Many businesses have been lost because they priced themselves out of the marketplace. On the other hand, many business and sales staff leave “money on the table”.
One strategy does not fit all, so adopting a pricing strategy is a learning curve when studying the needs and behaviors of customers and clients
- Because of too many poor economy,I want to share this article and guide you on the right place and boost up your audience right now!
This article will anwser about ;
- Strategy Landing Page
- Landing Page Optimization
- Definition Of Search Engine
- Marketing Strategy
- Types Of Marketing
- Pricing Strategies
- 9# Laws Of Psyhology On Pricing Strategy
- Find Out Your Customers
- Question From Followers
- Tips and Info
Definition Landing Page
- In online marketing a landing page, sometimes known as a “lead capture page” or a “lander”, is a single web page that appears in response to clicking on a search engine optimized search result or an online advertisement.

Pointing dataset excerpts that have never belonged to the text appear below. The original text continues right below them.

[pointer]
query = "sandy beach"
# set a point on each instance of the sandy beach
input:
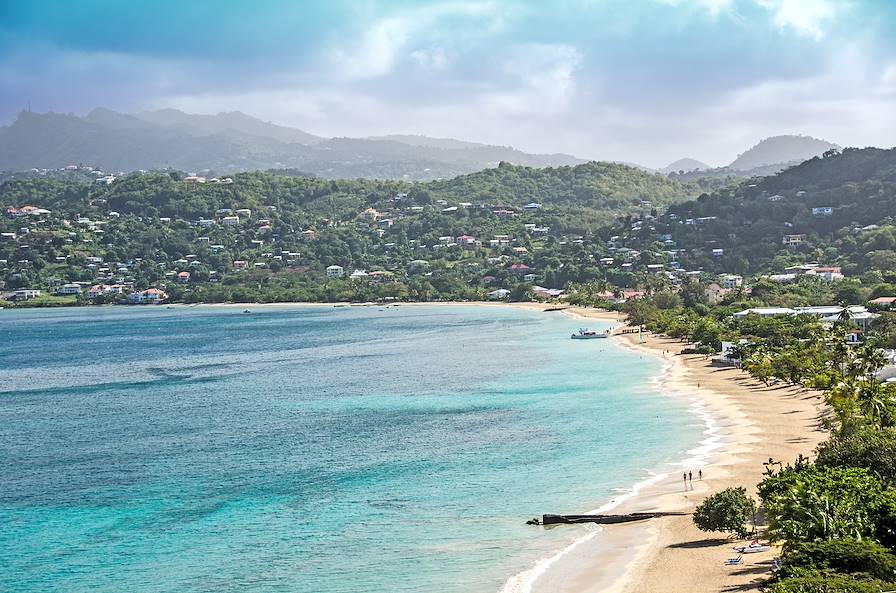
(747, 423)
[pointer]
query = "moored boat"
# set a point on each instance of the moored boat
(588, 334)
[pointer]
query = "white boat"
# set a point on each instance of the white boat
(588, 334)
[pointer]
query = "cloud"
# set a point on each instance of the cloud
(808, 18)
(713, 8)
(541, 77)
(390, 39)
(435, 58)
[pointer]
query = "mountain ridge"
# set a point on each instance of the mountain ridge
(233, 141)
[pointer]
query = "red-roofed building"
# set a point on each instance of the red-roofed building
(888, 302)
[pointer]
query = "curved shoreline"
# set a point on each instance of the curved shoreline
(669, 555)
(622, 547)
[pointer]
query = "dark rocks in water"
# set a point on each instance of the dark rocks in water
(604, 519)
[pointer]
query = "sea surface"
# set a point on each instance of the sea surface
(311, 449)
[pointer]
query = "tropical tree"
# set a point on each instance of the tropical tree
(727, 511)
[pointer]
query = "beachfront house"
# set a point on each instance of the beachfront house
(24, 294)
(147, 297)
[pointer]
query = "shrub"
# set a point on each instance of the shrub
(885, 520)
(727, 510)
(843, 556)
(822, 504)
(825, 582)
(872, 449)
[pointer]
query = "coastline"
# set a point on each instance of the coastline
(746, 423)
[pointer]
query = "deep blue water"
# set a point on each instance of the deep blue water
(310, 450)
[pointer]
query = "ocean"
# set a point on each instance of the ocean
(312, 449)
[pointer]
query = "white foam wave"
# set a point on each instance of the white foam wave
(697, 457)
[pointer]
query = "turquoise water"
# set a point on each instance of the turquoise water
(310, 450)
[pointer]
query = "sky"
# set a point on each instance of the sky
(644, 81)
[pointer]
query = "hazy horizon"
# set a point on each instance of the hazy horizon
(647, 83)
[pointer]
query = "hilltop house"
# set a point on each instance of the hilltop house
(792, 240)
(731, 281)
(23, 294)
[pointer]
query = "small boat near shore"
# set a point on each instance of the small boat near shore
(588, 334)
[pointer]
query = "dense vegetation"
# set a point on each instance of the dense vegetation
(229, 142)
(835, 516)
(150, 223)
(853, 195)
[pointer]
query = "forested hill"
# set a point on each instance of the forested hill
(230, 142)
(604, 187)
(840, 210)
(593, 193)
(263, 236)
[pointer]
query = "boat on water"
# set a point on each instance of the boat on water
(588, 334)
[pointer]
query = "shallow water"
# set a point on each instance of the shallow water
(310, 450)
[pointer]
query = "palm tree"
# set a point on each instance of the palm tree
(845, 314)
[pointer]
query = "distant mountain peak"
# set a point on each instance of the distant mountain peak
(686, 164)
(234, 141)
(784, 149)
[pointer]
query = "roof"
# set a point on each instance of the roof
(883, 300)
(766, 311)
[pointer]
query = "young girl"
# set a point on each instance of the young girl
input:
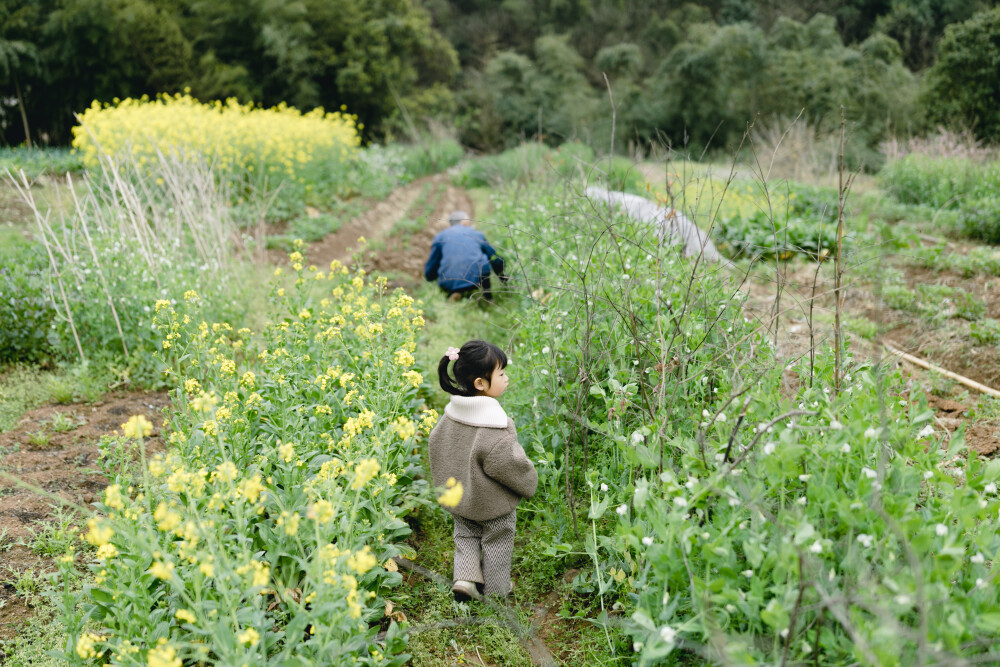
(476, 444)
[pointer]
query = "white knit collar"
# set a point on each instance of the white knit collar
(477, 411)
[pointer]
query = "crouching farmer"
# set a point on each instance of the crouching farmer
(461, 259)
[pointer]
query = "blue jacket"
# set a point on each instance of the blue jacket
(460, 258)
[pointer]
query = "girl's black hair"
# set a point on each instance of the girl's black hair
(476, 359)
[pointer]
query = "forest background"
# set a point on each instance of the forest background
(681, 74)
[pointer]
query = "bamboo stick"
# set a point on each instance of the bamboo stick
(937, 369)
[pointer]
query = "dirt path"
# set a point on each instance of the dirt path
(54, 448)
(399, 229)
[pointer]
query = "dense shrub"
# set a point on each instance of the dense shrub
(940, 182)
(37, 161)
(980, 218)
(753, 521)
(26, 309)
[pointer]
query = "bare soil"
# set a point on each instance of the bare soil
(400, 255)
(65, 469)
(945, 342)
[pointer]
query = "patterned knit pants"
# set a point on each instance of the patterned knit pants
(483, 550)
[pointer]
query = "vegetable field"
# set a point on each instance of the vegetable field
(216, 400)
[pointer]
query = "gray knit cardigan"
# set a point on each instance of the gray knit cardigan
(476, 443)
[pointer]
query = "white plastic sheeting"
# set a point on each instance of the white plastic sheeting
(672, 227)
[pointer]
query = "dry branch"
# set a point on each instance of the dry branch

- The landing page will usually display directed sales copy that is a logical extension of the advertisement, search result or link.
- Landing pages are often linked to from social media, email campaigns or search engine marketing campaigns in order to enhance the effectiveness of the advertisements.
- The general goal of a landing page is to convert site visitors into sales or leads. By analyzing activity generated by the linked URL, marketers can use click-through rates and Conversion rate to determine the success of an advertisement.
Reference landing page
- A reference landing page presents information that is relevant to the visitor. These can display text, images, dynamic compilations of relevant links, or other elements.
Landing page optimization
- (LPO) is one part of a broader Internet marketing process called conversion optimization, or conversion rate optimization
- (CRO), with the goal of improving the percentage of visitors to the website that become sales leads and customers.
- A landing page is a webpage that is displayed when a potential customer clicks an advertisement or a search engine result link. This webpage typically displays content that is a relevant extension of the advertisement or link.
- LPO aims to provide page content and appearance that makes the webpage more appealing to target audiences.
A conversion path is a type of landing page that segments respondents to online advertising and search campaigns. Conversion paths utilize user-directed segmentation, where a respondent is offered segmentation choices to make that act in their self-interest. After self-segmenting, users land on pages that deliver more tailored content and pitch.
Unlike a single landing page, a conversion path does not ask for a desired action, or a conversion, until a respondent has self-segmented.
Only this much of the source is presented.